There are concerns that the bundling of publishing and data analytics contracts might foreclose stand-alone analytics firms, leading to greater market concentration [e.g., consider the 2020 data and TA contract between Elsevier and Dutch universities (14)]. For example, in negotiating new TAs, Elsevier might offer greater APC discounts in exchange for an exclusive data analytics contract. In turn, these lower APCs might harm revenue growth for pure journal publishers. Greater adoption of multipayer TAs would place further downward pressure on APC levels. In this environment, and absent antitrust intervention, integrated firms such as Elsevier and Holtzbrinck would likely find it profitable to acquire the largest stand-alone pure publishers. As the number of independent publishers declines, so does potential competition between the journals seeking APCs from single-homing authors.
Although theoretically possible, anecdotal evidence regarding (i) the rapid evolution of the research networking tool space and (ii) the proliferation of non–cost-minimizing TAs suggests that these concerns are unwarranted for now. Regarding (i), the emergence of open research databases, for example, Our-Research’s OpenAlex, encourages institutions to perform many data analytics tasks themselves. For example, in December 2023, Sorbonne University announced that it will discontinue its subscription to the Web of Science database and Clarivate bibliometric tools in 2024 (15). The Sorbonne will be partnering with OpenAlex.

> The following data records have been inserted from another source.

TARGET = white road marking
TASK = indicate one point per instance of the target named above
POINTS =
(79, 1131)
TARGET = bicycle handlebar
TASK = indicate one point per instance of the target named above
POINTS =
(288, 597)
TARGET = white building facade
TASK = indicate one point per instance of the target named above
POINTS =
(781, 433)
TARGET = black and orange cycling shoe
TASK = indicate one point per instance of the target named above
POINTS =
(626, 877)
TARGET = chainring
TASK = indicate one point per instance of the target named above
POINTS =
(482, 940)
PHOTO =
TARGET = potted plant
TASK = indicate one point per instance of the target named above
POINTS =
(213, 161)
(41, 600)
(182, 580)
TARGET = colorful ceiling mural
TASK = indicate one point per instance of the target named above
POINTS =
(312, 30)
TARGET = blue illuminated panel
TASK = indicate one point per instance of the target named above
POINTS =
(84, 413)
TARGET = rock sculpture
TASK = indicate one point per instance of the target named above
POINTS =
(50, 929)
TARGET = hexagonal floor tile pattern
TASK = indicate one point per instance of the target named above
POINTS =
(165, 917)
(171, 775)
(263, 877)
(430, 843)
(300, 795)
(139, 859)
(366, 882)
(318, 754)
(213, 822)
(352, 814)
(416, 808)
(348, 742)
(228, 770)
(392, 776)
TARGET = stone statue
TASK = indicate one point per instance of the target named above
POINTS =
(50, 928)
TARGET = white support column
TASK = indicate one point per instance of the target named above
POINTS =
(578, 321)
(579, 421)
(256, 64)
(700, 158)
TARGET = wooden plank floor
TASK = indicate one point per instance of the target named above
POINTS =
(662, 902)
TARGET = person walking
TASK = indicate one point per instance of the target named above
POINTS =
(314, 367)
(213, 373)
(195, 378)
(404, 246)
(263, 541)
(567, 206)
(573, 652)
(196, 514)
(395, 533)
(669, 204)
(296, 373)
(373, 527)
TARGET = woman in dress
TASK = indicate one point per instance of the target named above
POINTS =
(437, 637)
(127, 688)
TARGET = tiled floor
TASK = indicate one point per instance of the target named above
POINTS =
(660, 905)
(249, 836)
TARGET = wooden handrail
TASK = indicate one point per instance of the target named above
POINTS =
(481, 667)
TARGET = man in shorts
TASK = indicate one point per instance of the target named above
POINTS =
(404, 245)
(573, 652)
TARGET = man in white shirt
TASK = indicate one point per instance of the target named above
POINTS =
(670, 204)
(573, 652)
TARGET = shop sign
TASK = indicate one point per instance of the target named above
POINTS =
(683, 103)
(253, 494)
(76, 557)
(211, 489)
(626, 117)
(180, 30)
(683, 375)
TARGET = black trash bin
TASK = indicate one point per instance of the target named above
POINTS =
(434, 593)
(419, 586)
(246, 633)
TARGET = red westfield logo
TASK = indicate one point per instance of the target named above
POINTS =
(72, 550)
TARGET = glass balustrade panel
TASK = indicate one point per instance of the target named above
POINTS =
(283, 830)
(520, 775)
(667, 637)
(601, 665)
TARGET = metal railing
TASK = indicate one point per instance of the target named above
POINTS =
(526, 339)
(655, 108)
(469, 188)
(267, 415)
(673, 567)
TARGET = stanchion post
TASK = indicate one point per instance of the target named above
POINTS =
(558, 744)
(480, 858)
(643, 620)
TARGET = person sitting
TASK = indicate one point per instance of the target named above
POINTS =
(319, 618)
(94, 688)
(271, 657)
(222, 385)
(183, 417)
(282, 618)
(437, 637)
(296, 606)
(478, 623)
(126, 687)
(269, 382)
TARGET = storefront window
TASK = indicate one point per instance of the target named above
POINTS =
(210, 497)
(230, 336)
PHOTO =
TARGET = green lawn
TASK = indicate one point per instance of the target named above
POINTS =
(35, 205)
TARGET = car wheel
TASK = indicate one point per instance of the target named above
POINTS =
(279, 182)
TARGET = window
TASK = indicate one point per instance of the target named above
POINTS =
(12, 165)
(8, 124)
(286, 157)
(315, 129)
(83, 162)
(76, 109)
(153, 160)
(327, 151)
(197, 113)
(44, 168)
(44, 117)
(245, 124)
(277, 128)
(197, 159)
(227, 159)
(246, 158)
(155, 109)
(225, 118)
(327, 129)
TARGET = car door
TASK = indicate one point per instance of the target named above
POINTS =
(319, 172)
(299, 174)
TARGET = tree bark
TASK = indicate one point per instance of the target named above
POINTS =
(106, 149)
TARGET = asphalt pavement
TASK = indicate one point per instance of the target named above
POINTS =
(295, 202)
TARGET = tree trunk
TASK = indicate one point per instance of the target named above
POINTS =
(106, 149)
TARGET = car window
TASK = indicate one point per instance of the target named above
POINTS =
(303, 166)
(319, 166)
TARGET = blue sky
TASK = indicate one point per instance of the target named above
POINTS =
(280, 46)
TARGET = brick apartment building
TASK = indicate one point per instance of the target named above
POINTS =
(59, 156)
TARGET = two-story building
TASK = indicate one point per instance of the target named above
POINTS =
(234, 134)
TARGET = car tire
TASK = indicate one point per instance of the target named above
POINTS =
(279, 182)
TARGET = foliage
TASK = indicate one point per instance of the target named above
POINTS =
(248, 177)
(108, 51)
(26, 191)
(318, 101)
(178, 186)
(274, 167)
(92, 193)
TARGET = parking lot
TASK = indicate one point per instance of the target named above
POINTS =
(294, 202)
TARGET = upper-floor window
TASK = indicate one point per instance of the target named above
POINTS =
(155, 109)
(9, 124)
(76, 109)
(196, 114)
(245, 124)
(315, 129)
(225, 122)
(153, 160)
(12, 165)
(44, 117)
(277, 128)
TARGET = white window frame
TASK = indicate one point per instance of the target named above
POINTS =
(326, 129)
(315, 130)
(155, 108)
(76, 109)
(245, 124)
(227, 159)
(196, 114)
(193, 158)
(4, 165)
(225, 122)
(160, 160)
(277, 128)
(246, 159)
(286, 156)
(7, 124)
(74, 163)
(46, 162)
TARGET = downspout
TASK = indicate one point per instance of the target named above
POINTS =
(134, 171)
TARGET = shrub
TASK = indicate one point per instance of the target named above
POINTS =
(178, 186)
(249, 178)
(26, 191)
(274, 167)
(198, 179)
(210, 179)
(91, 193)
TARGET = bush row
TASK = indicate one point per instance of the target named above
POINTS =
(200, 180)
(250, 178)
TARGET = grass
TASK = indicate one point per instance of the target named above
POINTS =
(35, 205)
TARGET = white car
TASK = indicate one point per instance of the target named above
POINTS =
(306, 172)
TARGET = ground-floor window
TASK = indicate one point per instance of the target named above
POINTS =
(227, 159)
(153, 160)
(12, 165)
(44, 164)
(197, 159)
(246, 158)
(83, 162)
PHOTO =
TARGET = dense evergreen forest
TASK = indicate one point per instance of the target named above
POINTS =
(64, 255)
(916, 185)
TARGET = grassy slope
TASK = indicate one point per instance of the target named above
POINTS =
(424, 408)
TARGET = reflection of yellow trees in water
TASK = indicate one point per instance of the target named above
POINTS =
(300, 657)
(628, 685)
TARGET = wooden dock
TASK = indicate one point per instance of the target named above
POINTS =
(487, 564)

Regarding (ii), aside from the UC System’s adoption of multipayer incentive-based TAs, it appears that all other negotiated TAs (for which data are reported) shield authors from the costs associated with their article submissions (OA big deals). Indeed, when negotiating OA big deals, libraries know that each researcher expects to have the freedom to select a journal to which they will submit an article, ideally from the set of all relevant journals. Knowing this, no (pure) journal publisher has an incentive to undercut the APCs previously negotiated (but not faced by a submitting author) in that library’s other TAs. If anything, the negotiated APCs should increase over time, replicating what occurred with traditional subscription big-deal contracts. This begs the question of whether researchers’ institutions or libraries, acting alone, can efficiently negotiate competitive APC levels for thousands of journal titles over time and across multiple publishers.